アルタルフの言葉を思い出して、はっと我にかえる。わずかに気が緩んだだけなのに、ほおが雫で冷えた。いそいで両手で目を押さえ、先ほどの、アルタルフとは思えないほど明るかった彼を思い出す。……本当に彼だったのだろうか。
そう思うと、いてもたってもいられなくなった。身支度なんて考えもせずに飛び出す。案の定アルタルフはまだ傍にいて、服の袖はすぐにつかめた。
少し動いただけなのに、息が荒くなった。苦しい。
「アル、タルフ、は……」
息を整える一方で、不審そうな目で見るアルタルフをじっと見つめた。
「あなたは私に、殺してほしいの?」
アルタルフに動じた様子はない。リリアの握りしめた袖から手を静かにはがし、うなずいて、――肯定した。
「お前の歌に、身体が反応したんだ。……きっと死ねる。やっと」
「なんで? だったら、あの時、止めなければ良かったじゃない。こんな、……ずるい」
アルタルフの前で歌ったことならすでに二回ある。うち、一回は途中で止められた。そのときなら、……きっとわけがわからなかっただろうけど。
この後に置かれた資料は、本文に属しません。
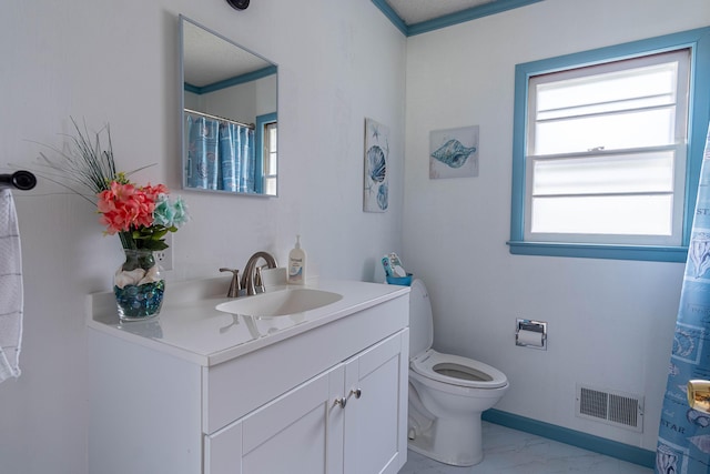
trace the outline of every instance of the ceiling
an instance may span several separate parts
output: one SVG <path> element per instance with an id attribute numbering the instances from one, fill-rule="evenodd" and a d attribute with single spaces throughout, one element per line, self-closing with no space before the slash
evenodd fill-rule
<path id="1" fill-rule="evenodd" d="M 372 0 L 407 37 L 542 0 Z"/>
もうすでに、何も知らない仲じゃない。一緒に船に乗って外に出た。同じ島にいて、今も隣にたっている。
アルタルフが死んだら少しの悲しさを感じる程度に、リリアはすでにアルタルフを〈知って〉いる。
「お前の歌では死ねない。原詩でこの体になった以上、原詩でなければ死ねない」
原詩は強いからと、付け足すように言う。
うつむいた顔で表情がわからない。リリアはそれでも、アルタルフの顔をみた。
「アルタルフ、あなたに聞く。あなたの旅の目的は?」
昨日の夜に、初めて知った。もうすでに知っている。でも、本人の口から、直接、リリアに向けていってほしかった。
思えば、初めて聞くことではないだろうか。一緒に旅に出ようと言っていたくせに、そんなことも知らなかったことに息をつく。
言葉にしてから、ふいに心拍数が上がる。アルタルフのほうは顔色一つ変えず、リリアと向き合った。伏せていた表情を、隠していた髪を耳にかける。もう、偽りはないと言うように。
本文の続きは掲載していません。